The new provision, Section 4(a)(7), is considered to be a codification of the so-called Section 4(a)(1½) exemption, which has been developed over time by securities lawyers and is recognized by the SEC. There are some minor differences, but the FAST Act makes clear this new amendment is non-exclusive.
In order to benefit from the Section 4(a)(7) exemption, which is effective immediately, a resale transaction must meet the following criteria:
- each purchaser is an accredited investor;
- the seller does not use a form of general solicitation or advertisement;
- the seller is not the issuer or a subsidiary of the issuer;
- neither the seller, nor any person that receives a commission for participation in the sale, is subject to a “bad actor” disqualification pursuant to Rule 506(d)(1) under the Securities Act;
- the issuer is engaged in business and is not a blank-check or shell company that has no specific business plan or purpose;
- the securities have been authorized and outstanding for at least 90 days before the resale;
- the transaction does not relate to a security that is part of an underwriter’s unsold allotment; and
- if the issuer of the securities being resold were issued by a non-reporting issuer, the issuer must make available certain information to the seller and a prospective purchaser.
This information includes, among other things, the nature of the issuer’s business, a list of its officers and directors and the most recent balance sheet and profit and loss statements for such part of the two preceding fiscal years as the issuer has been in operation.
Securities acquired in transactions under Section 4(a)(7) will be deemed to be “restricted securities” within the meaning of Rule 144 under the Securities Act.
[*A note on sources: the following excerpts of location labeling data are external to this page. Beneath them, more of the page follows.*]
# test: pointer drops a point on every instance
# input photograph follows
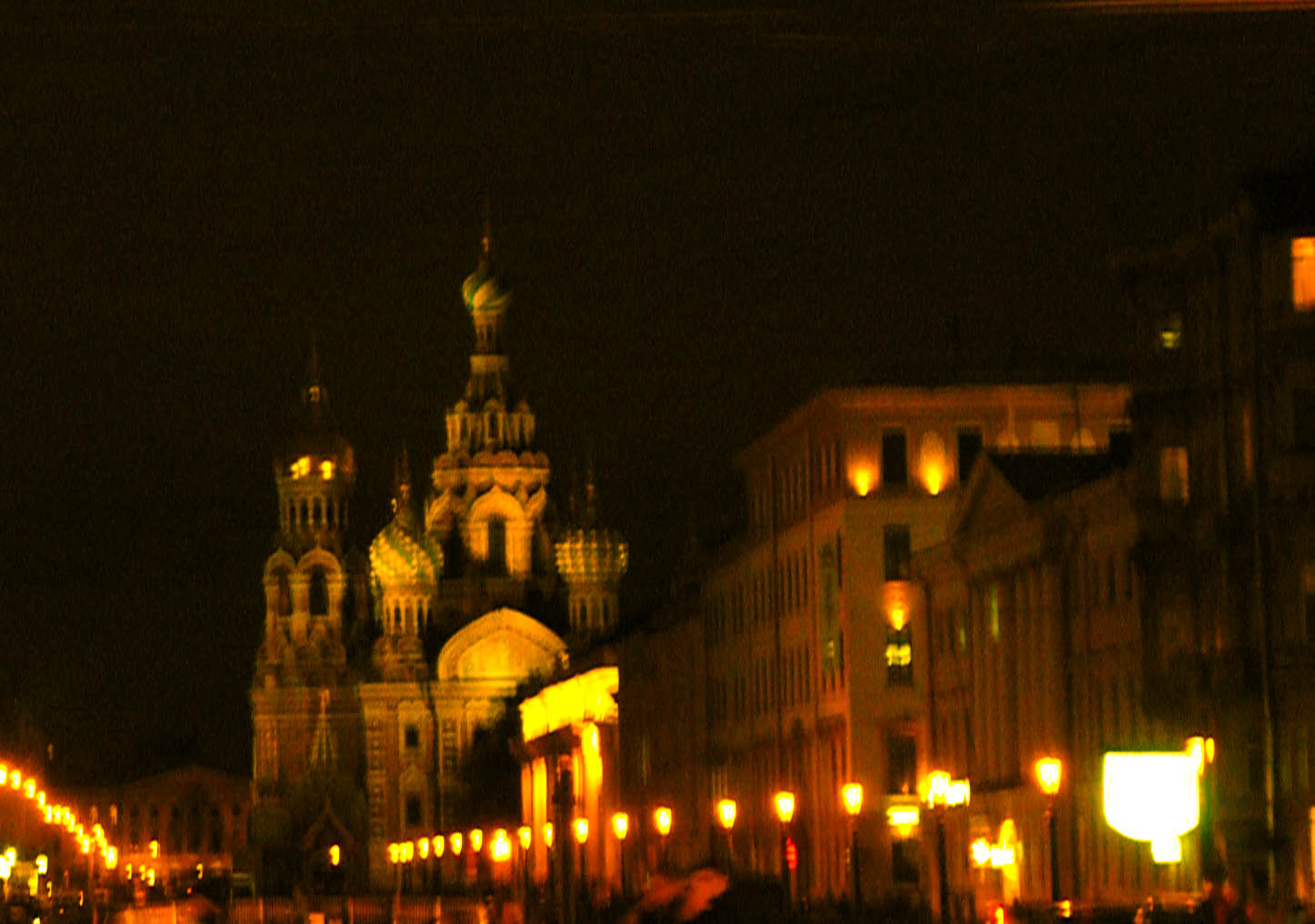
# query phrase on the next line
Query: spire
(403, 510)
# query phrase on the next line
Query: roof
(1039, 475)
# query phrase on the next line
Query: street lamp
(726, 818)
(1049, 770)
(784, 802)
(851, 794)
(662, 820)
(621, 827)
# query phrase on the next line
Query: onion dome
(400, 557)
(481, 291)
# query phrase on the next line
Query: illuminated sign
(1153, 797)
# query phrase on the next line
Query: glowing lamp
(726, 814)
(784, 802)
(851, 794)
(934, 477)
(861, 477)
(902, 819)
(1049, 770)
(662, 820)
(1153, 797)
(940, 790)
(500, 848)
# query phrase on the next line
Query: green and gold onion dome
(592, 555)
(483, 294)
(401, 558)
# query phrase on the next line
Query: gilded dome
(483, 292)
(398, 557)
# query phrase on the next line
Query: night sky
(705, 218)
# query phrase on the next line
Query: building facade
(351, 706)
(814, 629)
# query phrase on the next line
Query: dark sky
(705, 218)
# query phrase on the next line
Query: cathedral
(375, 670)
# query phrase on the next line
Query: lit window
(1170, 333)
(1173, 474)
(1303, 274)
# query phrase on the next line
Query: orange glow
(934, 477)
(726, 812)
(861, 478)
(851, 794)
(785, 806)
(662, 820)
(1303, 274)
(500, 848)
(1049, 773)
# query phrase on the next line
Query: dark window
(898, 658)
(318, 593)
(905, 861)
(1303, 419)
(898, 551)
(497, 547)
(901, 764)
(969, 443)
(895, 459)
(1120, 446)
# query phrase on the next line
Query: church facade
(350, 713)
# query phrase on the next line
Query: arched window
(318, 593)
(285, 594)
(497, 546)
The securities will also be “covered securities” within the meaning of Rule 144, and therefore exempt from certain aspects of state securities laws, which are often referred to as “Blue Sky Laws.”
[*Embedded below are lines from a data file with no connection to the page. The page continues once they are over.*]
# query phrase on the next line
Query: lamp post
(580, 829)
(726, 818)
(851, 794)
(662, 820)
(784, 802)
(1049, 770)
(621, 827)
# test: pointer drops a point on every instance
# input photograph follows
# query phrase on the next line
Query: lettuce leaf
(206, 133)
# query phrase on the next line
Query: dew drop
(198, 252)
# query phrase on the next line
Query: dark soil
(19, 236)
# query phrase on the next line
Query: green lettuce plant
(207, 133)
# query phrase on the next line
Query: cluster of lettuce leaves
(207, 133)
Generally speaking, Section 4(a)(7) should make it easier for investors to resell securities acquired in unregistered offerings. This could help facilitate the market for the securities of private companies and provide for more certainty in the process.
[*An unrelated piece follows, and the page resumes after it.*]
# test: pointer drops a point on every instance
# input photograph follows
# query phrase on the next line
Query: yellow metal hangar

However, in my opinion, this exemption is not helpful, as meeting the requirements of Section 4(a)(1½), the existing exemption, is much easier. Section 4(a)(7) adds the following requirements, which aren't necessary to meet the Section 4(a)(1½) exemption and won't always be workable: (i) the securities have to be outstanding at least 90 days prior to resale; (ii) certain information, which normally wouldn't be prepared, must be provided; and (iii) the purchasers must be accredited. As a result, securities holders will likely continue to rely on Section 4(a)(1½) caselaw rather than the new exemption.